If the government does not reduce the tax rate, it would indirectly result in lower returns to policy-holders.
The IRDA chief, who is slated to retire on June 9 this year, said the government can continue to tax the shareholders surplus at the existing corporate tax rate of 30 per cent.
In his letter to the Finance Minister''s advisor Vijay Kelkar, Rangachary proposed that the Centre can come up with tax-saving bonds long-term 30-year bonds exclusively for pension funds.
"Instead of meeting the entire social security bill, the government can partially compensate the interest obligation," he said.
The IRDA Chairman said that falling interest rate and rising longevity of Indian population was putting strain on the pension funds and insurers.
The authority had mooted "pension bonds" in line with small savings certificates, that could be bought at Rs 100 per unit at any point of time.

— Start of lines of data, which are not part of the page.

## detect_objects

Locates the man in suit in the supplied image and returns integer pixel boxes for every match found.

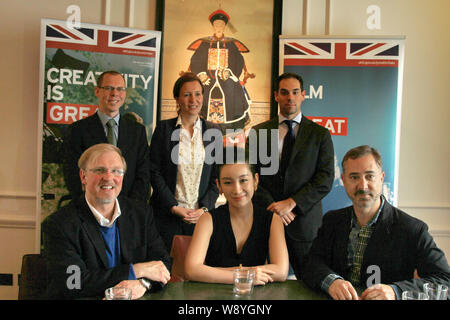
[253,73,334,278]
[63,71,150,201]
[42,143,171,299]
[302,146,450,300]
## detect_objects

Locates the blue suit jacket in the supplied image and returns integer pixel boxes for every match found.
[250,115,334,242]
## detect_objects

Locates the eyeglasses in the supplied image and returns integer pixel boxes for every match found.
[99,86,127,92]
[87,167,125,177]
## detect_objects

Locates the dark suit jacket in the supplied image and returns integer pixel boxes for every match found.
[253,115,334,241]
[303,201,450,291]
[150,118,220,220]
[42,195,171,299]
[63,113,150,201]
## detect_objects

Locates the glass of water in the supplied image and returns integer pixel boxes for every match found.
[105,287,132,300]
[423,282,448,300]
[233,268,255,295]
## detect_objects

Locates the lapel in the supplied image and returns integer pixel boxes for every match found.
[362,199,393,266]
[77,198,108,268]
[335,206,353,272]
[289,114,313,166]
[86,112,108,145]
[117,116,131,154]
[117,197,136,263]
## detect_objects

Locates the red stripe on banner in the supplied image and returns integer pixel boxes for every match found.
[46,41,156,57]
[51,24,81,40]
[354,43,385,56]
[284,59,398,67]
[289,42,319,56]
[46,102,97,124]
[307,116,348,136]
[284,43,398,67]
[116,34,144,44]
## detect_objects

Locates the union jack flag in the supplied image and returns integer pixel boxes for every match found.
[282,39,400,67]
[45,21,156,57]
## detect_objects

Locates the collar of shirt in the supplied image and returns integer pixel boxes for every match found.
[278,112,302,125]
[352,197,384,229]
[175,116,202,130]
[278,112,302,159]
[97,109,120,130]
[84,196,122,228]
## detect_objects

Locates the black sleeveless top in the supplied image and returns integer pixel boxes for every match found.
[205,204,273,267]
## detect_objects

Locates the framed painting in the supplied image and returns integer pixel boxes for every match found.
[156,0,281,132]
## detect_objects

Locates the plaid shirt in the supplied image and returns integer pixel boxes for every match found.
[321,197,384,292]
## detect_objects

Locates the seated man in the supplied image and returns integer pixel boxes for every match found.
[303,146,450,300]
[42,144,171,299]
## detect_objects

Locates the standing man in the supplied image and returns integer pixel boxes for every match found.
[63,71,150,201]
[302,146,450,300]
[250,73,334,279]
[42,143,171,299]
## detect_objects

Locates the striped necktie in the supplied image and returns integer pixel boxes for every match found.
[106,119,117,146]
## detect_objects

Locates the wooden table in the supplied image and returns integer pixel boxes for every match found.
[142,280,330,300]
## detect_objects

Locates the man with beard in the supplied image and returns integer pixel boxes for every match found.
[302,145,450,300]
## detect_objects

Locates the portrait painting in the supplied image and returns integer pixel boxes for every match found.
[160,0,274,132]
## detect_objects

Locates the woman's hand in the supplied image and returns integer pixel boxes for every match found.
[170,206,204,224]
[251,266,275,286]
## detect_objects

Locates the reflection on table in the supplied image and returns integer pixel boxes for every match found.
[142,280,330,300]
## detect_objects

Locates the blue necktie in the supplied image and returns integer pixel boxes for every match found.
[106,119,117,146]
[280,120,295,175]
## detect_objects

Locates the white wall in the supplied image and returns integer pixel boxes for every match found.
[0,0,450,299]
[282,0,450,255]
[0,0,156,299]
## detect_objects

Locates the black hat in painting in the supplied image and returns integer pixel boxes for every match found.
[209,9,230,23]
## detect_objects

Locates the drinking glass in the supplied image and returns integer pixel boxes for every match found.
[233,268,255,295]
[402,291,429,300]
[423,282,448,300]
[105,287,131,300]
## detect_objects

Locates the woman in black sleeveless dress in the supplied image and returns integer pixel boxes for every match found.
[185,151,289,285]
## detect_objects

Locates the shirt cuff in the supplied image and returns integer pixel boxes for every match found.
[320,273,344,293]
[128,263,136,280]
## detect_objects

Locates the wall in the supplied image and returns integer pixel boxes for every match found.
[282,0,450,258]
[0,0,450,299]
[0,0,156,299]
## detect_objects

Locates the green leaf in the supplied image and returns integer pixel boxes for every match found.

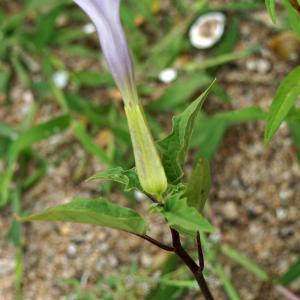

But the idea never fructified.
However, the RBI was sceptical in floating such papers as it might be difficult to service them in a falling interest rate regime. Even in the event of a rise in interest rates, there might not be any buyers of low yielding long term bonds.
IRDA has also asked the government to exempt the funds that could be set aside for building the Catastrophe Fund.
The need for building up such a fund was felt after the Gujarat earthquake two year ago and again after the surge in reinsurance premium following terrorist attacks in the US and India last year.
In the absence of a tax sop, insurers were unwilling to build the fund which could have been utilised in meeting claims in the event of natural calamities like earthquake.
The proposed fund could also provide a cushion to Indian insurers in the event of war, when the reinsurance becomes costly.
Speaking at the conference, former Finance Minister P Chidambaram said there should be at least one or two long-term investment instruments till the government put in place a social security net.
He favoured continuance of the tax rebates on savings as against the Kelkar Task Force suggestions of lifting them completely.
Since agriculture was slated to be the main profession of the majority of Indian population, tax sops on small savings should continue, he said.